Their Foreign Minister Kamina Johnson-Smith was questioning why cannabis is still considered as dangerous as heroin under international treaties. She complained about how scheduling cannabis as something with no medical use is absurd and out of touch.

“We contend that the classification of cannabis under the Single Convention is an anomaly and that the medical value of a substance must be determined by science and evidence-based analysis, above other considerations,” said Johnson-Smith.

In Jamaica, she told delegates, “cannabis has been traditionally used as a folk medicine, as well as a religious sacrament by adherences to our indigenous faith, Rastafari.”

The special session on drug policy known as UNGASS, passed a document that is supposed to inform global drug policy over the years to come. The document was drafted by the UN’s commission on Narcotic Drugs in Vienna. Jamaica doesn’t have a permanent mission there, nor any other Caribbean country, so they had to fly in a delegate from Switzerland to attend negotiations.

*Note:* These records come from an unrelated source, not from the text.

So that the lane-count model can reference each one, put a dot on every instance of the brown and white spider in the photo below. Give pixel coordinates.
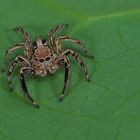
(42, 57)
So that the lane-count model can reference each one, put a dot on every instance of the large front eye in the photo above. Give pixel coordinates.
(43, 41)
(47, 58)
(41, 60)
(34, 43)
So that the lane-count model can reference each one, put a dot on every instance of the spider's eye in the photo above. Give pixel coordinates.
(43, 41)
(34, 43)
(41, 60)
(47, 59)
(51, 54)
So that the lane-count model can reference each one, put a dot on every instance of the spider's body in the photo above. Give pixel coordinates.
(41, 58)
(44, 60)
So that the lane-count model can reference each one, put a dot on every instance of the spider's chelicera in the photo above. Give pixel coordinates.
(42, 57)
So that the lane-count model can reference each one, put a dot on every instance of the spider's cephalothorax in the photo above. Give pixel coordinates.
(42, 57)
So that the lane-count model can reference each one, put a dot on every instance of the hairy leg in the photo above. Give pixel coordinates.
(8, 52)
(28, 71)
(79, 60)
(55, 29)
(12, 66)
(28, 43)
(67, 76)
(77, 42)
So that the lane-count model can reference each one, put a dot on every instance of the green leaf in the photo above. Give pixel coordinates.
(107, 108)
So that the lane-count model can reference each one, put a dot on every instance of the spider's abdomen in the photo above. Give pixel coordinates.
(41, 53)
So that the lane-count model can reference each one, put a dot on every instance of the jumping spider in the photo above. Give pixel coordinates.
(42, 57)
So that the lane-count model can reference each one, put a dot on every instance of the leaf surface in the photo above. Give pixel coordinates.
(107, 108)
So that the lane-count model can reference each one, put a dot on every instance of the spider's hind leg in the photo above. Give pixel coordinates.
(67, 76)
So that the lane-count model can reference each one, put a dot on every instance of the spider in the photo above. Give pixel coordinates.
(42, 57)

On the document, Johnson-Smith commented:

“The document does not allow countries sufficient flexibility to design our domestic policies to fit national circumstances, including recognition of traditional uses of cannabis in our societies.”

In 2015, Jamaica decriminalised possession of cannabis and regulated its use for religious purposes by the Rastafari community.

“I think the discussion on the Jamaican case will take some time and some thinking,” said Werner Sipp, president of the International Narcotics Control Board,

The INCB is a quasi-judicial body that oversees the international drug conventions. While he said that the US and Uruguay are currently violating the conventions by allowing recreational marijuana use, he called Jamaica’s case “not as clear.”

There were further complaints that the new text still enforces the old treaty ideas that it is illegal under international criminal law to legalise for recreational use.

“We feel that is not any longer a viable position,” he said.

Until the UN has a chance to change the international treaties that govern drug laws, many smaller nations may well find it hard to enact their own drug laws in the way they see fit, without falling foul of international regulations.